Software - Round 394 | Details

Another month, another kajillion hours in front of the computer working on the software.

Fixes/changes this time:

-Multicore! The rp2040 has two cores, this now uses both. One is dedicated to sampling and per-sample calculations (calibration, filtering), the other handles low-speed IO, ranging, mode switching, and printing to the screen. Huge pain to keep variables synced between cores, but it works now.

-Stable sampling frequency. Previously this would one-shot ADC samples as needed, now the ADC samples at regular intervals and the pico reads them as they're available. This is really the big one, opens up a ton of new options. Did require going multi-core so the Serial & USB printing doesn't make us wait too long and miss one. With this I can now do...

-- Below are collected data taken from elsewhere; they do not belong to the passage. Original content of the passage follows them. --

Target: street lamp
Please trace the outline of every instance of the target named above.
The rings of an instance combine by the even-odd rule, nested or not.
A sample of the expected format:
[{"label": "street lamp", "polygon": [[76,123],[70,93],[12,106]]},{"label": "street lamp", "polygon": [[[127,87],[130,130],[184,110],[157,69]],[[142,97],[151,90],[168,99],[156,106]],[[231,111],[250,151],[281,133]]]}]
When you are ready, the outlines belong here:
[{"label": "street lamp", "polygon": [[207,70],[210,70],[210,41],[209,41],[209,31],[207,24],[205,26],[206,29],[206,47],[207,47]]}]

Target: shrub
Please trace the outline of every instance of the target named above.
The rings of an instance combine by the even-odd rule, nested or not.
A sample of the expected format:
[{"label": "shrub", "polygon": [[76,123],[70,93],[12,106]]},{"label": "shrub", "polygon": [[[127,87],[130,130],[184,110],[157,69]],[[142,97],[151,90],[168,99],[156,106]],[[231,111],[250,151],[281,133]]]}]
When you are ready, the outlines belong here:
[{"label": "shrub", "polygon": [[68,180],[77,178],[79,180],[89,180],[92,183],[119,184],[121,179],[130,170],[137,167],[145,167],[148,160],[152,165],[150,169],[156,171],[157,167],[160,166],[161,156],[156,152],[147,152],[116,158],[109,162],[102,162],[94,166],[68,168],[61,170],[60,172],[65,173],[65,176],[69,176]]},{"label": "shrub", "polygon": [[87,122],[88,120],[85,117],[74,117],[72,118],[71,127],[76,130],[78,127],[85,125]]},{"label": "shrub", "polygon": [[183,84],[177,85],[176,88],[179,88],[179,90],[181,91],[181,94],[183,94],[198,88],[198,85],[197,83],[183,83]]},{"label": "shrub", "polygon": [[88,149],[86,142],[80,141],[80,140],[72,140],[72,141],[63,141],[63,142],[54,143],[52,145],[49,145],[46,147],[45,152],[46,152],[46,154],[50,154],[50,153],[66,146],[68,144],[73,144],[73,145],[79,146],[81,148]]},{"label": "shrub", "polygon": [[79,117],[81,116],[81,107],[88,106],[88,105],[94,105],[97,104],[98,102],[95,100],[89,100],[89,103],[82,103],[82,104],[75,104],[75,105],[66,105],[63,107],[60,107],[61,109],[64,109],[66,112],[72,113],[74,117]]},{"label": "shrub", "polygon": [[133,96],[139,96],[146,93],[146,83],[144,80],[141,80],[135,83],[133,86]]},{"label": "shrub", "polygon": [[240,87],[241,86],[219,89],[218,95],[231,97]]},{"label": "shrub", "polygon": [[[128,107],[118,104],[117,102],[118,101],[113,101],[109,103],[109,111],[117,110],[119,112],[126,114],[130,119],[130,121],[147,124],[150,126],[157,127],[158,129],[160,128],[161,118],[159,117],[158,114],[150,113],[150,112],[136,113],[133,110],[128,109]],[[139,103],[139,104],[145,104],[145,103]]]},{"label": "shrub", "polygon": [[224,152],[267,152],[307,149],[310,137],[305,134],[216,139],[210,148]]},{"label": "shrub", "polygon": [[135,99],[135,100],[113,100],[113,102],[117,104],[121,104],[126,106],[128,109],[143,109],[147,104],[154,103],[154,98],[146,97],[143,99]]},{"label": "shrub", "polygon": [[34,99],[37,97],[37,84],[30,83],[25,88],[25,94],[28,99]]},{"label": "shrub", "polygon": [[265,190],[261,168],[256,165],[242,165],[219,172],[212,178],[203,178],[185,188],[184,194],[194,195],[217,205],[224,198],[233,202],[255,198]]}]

-AC measurement! Finally got around to that. Needs a high, stable sample rate to get accurate readings. Supports true RMS, over a pretty significant number of readings. Little hack for this I was kind of proud of below as well.

-Also, filtering! IIR filters for 60hz and harmonics are added in and work. I do want some more refinement on switching them in and out and maybe even adjusting strength, Q, etc, but for now I can notch 60Hz, which is the main thing.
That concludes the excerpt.